Are you using the default lua files from github? Or maybe the few last
commits since
https://github.com/snortadmin/snort3/commit/a9f9bd38ced24da8196746074ef60a73d3bf0438
could have changed something?
Or maybe related to hyperscan, which I'm not using?

Marcin


>
> It alerts for me.
>
>
> ALLEWI-M-8257:snort3 allewi$ ./bin/snort -c etc/snort/marcin.lua -r
> /tmp/TEST.pcap -Acmg -k none -q
> 02/25-16:54:57.819915 [**] [1:3000001:0] "test" [**] [Priority: 0] {TCP}
> 192.168.1.128:53687 -> 74.125.196.99:80
> - - - stream_tcp[58]- - - - - - - - - - - - - - - - - - - - - - - - -
> 48 6F 73 74 3A 20 77 77 77 2E 67 6F 6F 67 6C 65  Host: www.google
> 2E 63 6F 6D 0D 0A 55 73 65 72 2D 41 67 65 6E 74  .com..User-Agent
> 3A 20 63 75 72 6C 2F 37 2E 34 33 2E 30 0D 0A 41  : curl/7.43.0..A
> 63 63 65 70 74 3A 20 2A 2F 2A                    ccept: */*
> - - - - - - - - - - - - - - - - - - - - - - - - - - - - - - - - - - -
>
> ALLEWI-M-8257:snort3 allewi$ cat etc/snort/marcin.lua | grep alert
>         alert tcp any any -> any 80 (msg:"test";
> flow:to_server,established;http_uri; content:"/test"; sid:3000001;)
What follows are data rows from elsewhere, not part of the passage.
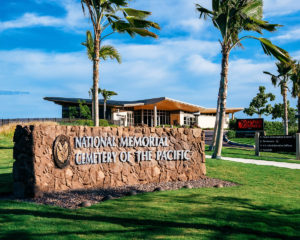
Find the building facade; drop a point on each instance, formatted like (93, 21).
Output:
(151, 112)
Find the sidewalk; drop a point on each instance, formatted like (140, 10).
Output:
(262, 162)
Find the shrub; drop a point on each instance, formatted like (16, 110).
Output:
(8, 130)
(103, 123)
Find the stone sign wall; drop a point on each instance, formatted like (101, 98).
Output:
(59, 158)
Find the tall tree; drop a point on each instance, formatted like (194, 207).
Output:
(281, 80)
(259, 105)
(108, 17)
(231, 18)
(106, 96)
(106, 51)
(295, 77)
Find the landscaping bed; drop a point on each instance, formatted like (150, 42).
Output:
(79, 198)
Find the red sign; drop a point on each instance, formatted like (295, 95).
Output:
(250, 124)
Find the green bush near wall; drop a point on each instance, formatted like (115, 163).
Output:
(85, 122)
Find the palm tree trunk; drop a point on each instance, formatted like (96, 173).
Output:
(223, 98)
(93, 115)
(286, 127)
(96, 77)
(104, 109)
(298, 113)
(214, 138)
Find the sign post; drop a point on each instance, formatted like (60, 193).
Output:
(257, 144)
(298, 146)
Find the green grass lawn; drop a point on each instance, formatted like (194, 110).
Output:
(265, 205)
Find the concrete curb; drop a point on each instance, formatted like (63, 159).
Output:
(262, 162)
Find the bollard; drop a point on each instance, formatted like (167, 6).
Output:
(298, 146)
(257, 143)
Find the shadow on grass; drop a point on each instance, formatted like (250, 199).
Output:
(241, 217)
(5, 147)
(6, 182)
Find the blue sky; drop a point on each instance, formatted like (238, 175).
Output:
(41, 55)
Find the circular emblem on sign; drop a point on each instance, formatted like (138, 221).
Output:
(62, 151)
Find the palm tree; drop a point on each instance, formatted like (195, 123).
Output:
(105, 52)
(108, 17)
(106, 96)
(231, 17)
(281, 80)
(295, 77)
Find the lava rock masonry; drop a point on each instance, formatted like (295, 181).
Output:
(169, 154)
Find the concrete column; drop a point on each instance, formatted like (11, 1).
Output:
(155, 116)
(298, 146)
(257, 143)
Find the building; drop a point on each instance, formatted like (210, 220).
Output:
(152, 112)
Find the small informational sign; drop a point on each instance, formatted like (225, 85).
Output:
(277, 143)
(250, 124)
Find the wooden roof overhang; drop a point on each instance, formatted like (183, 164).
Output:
(170, 105)
(228, 110)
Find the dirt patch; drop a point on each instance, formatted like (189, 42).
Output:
(77, 199)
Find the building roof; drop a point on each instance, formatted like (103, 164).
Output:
(162, 103)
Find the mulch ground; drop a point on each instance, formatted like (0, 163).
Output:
(85, 198)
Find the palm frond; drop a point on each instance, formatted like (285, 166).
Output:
(204, 12)
(136, 13)
(108, 51)
(140, 23)
(273, 50)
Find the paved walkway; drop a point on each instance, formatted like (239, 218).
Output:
(262, 162)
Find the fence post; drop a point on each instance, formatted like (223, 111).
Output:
(298, 146)
(257, 143)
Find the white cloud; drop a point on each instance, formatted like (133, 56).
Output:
(73, 18)
(280, 7)
(289, 36)
(201, 66)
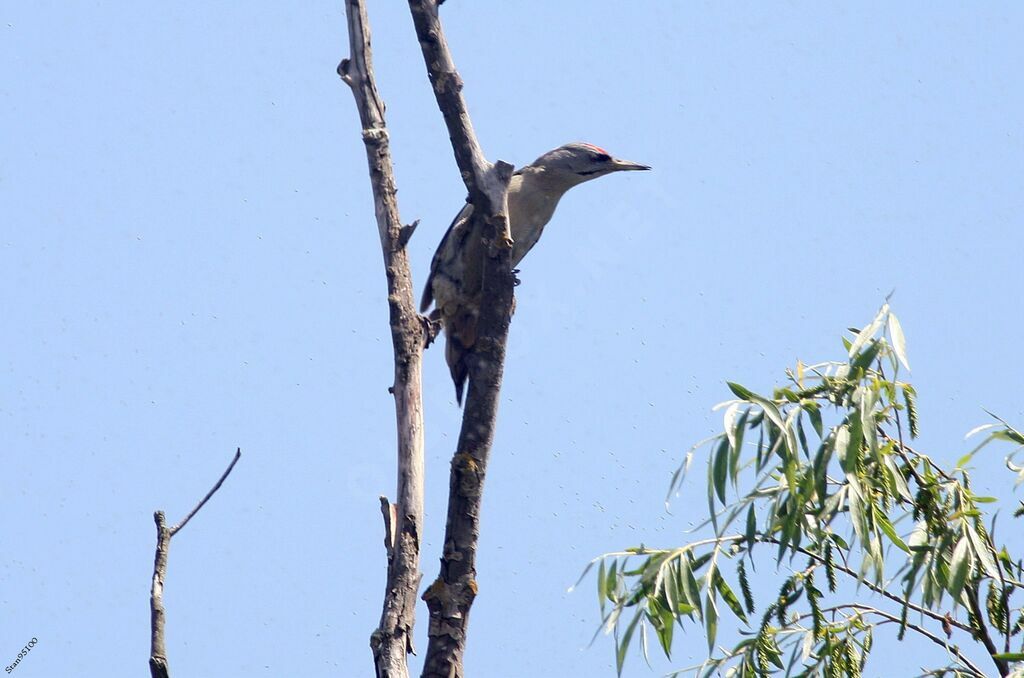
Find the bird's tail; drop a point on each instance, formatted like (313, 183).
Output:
(460, 335)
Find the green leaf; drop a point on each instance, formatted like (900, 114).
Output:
(909, 396)
(981, 550)
(868, 332)
(711, 619)
(899, 341)
(866, 356)
(721, 469)
(625, 644)
(740, 391)
(729, 597)
(960, 565)
(814, 412)
(689, 585)
(888, 528)
(752, 527)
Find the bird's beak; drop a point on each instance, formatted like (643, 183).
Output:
(627, 165)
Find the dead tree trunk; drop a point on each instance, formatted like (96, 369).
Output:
(159, 667)
(452, 594)
(392, 640)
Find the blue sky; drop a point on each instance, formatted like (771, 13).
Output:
(188, 263)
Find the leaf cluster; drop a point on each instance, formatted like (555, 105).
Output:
(821, 476)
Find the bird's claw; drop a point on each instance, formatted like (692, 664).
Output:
(431, 328)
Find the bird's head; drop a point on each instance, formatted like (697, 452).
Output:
(576, 163)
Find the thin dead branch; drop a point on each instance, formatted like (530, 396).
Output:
(452, 594)
(392, 640)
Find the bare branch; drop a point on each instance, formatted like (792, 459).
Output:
(158, 649)
(452, 594)
(392, 640)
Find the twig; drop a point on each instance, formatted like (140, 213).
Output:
(158, 649)
(392, 640)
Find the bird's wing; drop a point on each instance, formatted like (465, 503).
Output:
(456, 231)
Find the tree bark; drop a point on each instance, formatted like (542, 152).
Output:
(392, 640)
(158, 649)
(451, 596)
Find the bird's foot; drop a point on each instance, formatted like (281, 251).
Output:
(431, 328)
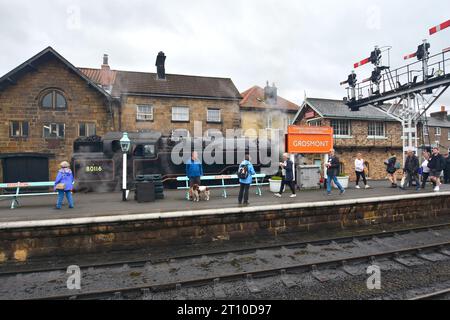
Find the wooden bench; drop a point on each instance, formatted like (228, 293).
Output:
(20, 186)
(259, 178)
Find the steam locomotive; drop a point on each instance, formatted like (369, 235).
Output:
(97, 162)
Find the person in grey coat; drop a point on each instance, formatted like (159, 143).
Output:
(288, 176)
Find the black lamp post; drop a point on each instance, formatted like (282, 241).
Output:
(125, 144)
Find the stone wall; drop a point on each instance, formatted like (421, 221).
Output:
(21, 102)
(162, 114)
(22, 244)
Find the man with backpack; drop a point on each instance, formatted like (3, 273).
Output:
(436, 165)
(245, 174)
(288, 176)
(411, 170)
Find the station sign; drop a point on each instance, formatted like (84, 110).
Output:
(309, 140)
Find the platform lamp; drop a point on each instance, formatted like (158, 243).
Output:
(125, 144)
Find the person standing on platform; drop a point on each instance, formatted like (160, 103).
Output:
(436, 165)
(288, 176)
(64, 185)
(359, 169)
(425, 169)
(391, 168)
(194, 169)
(411, 170)
(447, 169)
(245, 174)
(333, 167)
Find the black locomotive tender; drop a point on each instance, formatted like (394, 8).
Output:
(97, 161)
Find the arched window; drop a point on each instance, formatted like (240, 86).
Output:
(53, 99)
(366, 163)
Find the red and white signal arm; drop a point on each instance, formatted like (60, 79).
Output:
(440, 27)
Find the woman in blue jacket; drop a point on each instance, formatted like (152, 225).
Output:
(194, 169)
(246, 173)
(64, 185)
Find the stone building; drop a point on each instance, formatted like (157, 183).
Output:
(167, 102)
(264, 109)
(435, 130)
(46, 103)
(368, 131)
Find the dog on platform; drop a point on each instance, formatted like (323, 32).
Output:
(199, 192)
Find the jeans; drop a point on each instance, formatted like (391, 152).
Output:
(336, 182)
(425, 176)
(194, 180)
(243, 193)
(361, 175)
(410, 177)
(61, 198)
(291, 185)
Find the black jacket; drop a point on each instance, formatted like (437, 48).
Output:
(437, 163)
(391, 165)
(333, 170)
(411, 165)
(289, 176)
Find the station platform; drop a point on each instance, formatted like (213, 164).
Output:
(103, 223)
(111, 204)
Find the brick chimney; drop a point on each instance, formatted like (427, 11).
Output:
(106, 75)
(442, 115)
(270, 94)
(160, 65)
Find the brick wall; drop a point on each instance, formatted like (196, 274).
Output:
(25, 244)
(21, 102)
(162, 113)
(257, 119)
(374, 151)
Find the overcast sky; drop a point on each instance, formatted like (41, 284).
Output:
(299, 45)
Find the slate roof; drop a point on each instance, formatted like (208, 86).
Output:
(130, 82)
(32, 64)
(337, 109)
(254, 98)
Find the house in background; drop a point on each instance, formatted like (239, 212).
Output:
(264, 109)
(435, 130)
(367, 131)
(47, 103)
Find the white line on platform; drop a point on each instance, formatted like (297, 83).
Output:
(196, 213)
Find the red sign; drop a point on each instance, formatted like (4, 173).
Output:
(310, 115)
(310, 140)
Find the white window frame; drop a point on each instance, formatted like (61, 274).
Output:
(374, 132)
(54, 127)
(315, 122)
(178, 116)
(88, 127)
(144, 115)
(340, 126)
(210, 117)
(269, 121)
(21, 134)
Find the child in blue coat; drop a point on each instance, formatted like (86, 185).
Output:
(64, 179)
(245, 183)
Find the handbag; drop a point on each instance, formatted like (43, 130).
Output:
(61, 186)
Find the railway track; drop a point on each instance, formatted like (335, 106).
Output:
(344, 264)
(437, 295)
(301, 244)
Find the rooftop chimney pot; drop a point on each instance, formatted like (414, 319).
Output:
(160, 65)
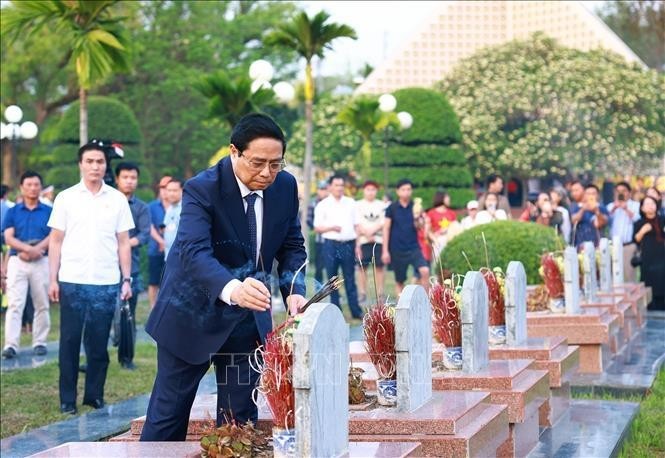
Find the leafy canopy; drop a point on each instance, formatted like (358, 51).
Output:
(531, 108)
> ALLEWI-M-8257:snort3 allewi$
>
>
>
>
>
>
> Albert Lewis
> ENGINEER.SOFTWARE ENGINEERING
> SOURCEfire, Inc. now part of Cisco
> Email: allewi at ...589...
>
>
>
>
>
>
>
>
> On 2/25/17, 2:05 PM, "Marcin Dulak" <marcin.dulak at ...11827...> wrote:
>
> >Hi,
> >
> >I have a problem with http_inspect,
> >https://github.com/snortadmin/snort3/commit/
> a9f9bd38ced24da8196746074ef60a73d3bf0438
> >
> >I make an HTTP request against the machine running snort/nfqueue:
> >
> ># curl -s -m 1 http://192.168.17.30/test
> >
> >and expect my sid:3000001 (see below) to be triggered, but only
> sid:4000003
> >is triggered instead.
> >My question is what am I missing to trigger sid:3000001 with the new
> >http_inspect?
> >
> >Now, when in /etc/snort/snort.lua I use
> >-- http_inspect = { }
> >http_server = { }
> >
> >then all but sid:4000001 are triggered:
> >
> ># u2spewfoo /var/log/snort/unified2.log.1488047835 | grep "sig id"
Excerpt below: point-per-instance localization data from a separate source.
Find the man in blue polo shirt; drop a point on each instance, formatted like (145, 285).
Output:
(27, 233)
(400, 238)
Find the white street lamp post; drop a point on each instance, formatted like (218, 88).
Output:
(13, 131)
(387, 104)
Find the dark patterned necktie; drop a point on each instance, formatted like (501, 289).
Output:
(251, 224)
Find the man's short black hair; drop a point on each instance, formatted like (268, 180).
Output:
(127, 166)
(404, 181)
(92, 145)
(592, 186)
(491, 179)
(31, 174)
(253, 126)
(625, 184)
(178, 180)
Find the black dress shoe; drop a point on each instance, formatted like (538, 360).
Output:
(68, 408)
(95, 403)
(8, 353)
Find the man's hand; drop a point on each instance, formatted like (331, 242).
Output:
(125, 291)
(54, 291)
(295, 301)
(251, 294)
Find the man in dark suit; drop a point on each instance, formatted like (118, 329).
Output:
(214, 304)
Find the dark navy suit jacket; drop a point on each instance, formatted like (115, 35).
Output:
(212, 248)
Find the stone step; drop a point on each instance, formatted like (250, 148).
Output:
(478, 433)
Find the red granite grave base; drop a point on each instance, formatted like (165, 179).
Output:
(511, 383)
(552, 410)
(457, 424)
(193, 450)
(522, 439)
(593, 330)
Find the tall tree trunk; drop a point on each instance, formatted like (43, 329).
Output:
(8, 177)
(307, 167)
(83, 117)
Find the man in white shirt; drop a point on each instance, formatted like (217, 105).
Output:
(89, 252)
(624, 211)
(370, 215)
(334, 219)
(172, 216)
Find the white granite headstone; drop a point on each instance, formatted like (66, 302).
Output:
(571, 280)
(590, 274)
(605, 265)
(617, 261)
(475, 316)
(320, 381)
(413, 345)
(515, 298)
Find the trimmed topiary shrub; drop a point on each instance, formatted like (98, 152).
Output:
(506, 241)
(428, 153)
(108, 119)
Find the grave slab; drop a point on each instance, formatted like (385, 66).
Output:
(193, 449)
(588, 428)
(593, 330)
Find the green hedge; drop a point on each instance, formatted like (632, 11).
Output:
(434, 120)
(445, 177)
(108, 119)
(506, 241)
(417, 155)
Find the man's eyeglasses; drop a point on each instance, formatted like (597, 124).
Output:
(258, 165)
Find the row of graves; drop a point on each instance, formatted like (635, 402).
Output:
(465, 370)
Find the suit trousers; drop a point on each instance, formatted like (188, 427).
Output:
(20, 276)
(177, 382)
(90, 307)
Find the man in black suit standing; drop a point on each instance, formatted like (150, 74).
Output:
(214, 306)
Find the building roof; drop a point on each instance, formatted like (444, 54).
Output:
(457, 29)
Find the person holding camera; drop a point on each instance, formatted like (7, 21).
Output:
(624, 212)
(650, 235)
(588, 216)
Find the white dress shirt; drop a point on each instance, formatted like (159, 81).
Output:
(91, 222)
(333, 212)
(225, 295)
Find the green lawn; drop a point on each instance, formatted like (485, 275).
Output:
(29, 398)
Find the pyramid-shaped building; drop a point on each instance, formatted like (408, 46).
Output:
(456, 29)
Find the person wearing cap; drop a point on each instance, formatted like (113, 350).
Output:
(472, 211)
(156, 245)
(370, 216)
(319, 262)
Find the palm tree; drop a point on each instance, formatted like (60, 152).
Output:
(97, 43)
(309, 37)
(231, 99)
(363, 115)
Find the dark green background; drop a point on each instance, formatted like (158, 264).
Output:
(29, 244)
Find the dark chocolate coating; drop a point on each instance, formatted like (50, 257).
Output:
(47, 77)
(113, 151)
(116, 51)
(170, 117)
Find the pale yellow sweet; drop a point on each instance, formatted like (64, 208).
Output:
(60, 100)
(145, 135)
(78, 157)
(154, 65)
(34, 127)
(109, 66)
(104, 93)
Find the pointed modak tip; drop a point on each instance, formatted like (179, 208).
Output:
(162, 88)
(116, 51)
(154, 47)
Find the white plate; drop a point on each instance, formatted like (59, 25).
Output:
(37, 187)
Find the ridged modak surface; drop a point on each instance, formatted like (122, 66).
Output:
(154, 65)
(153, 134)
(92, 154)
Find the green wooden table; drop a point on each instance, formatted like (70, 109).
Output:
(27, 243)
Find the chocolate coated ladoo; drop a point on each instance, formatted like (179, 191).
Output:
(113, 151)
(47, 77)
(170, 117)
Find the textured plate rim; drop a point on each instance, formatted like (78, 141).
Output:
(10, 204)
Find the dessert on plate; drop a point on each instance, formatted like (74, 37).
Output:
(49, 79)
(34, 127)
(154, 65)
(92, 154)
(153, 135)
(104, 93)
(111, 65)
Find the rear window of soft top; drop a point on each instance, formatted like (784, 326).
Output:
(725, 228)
> >    sig id: 4000003    gen id: 1    revision: 0     classification: 0
> >    sig id: 3000002    gen id: 1    revision: 0     classification: 0
> >    sig id: 3000001    gen id: 1    revision: 0     classification: 0
> >    sig id: 4000002    gen id: 1    revision: 0     classification: 0
> >
> >I see the unified2 log contains also (ExtraDataHdr) (ExtraData)
> >and only two events get parsed by py-idstools, which I normally use with
> >snort2:
> >
> ># idstools-u2json /vagrant/unified2.log.1488047835 | grep signature
> >WARNING: No alert message map entries loaded.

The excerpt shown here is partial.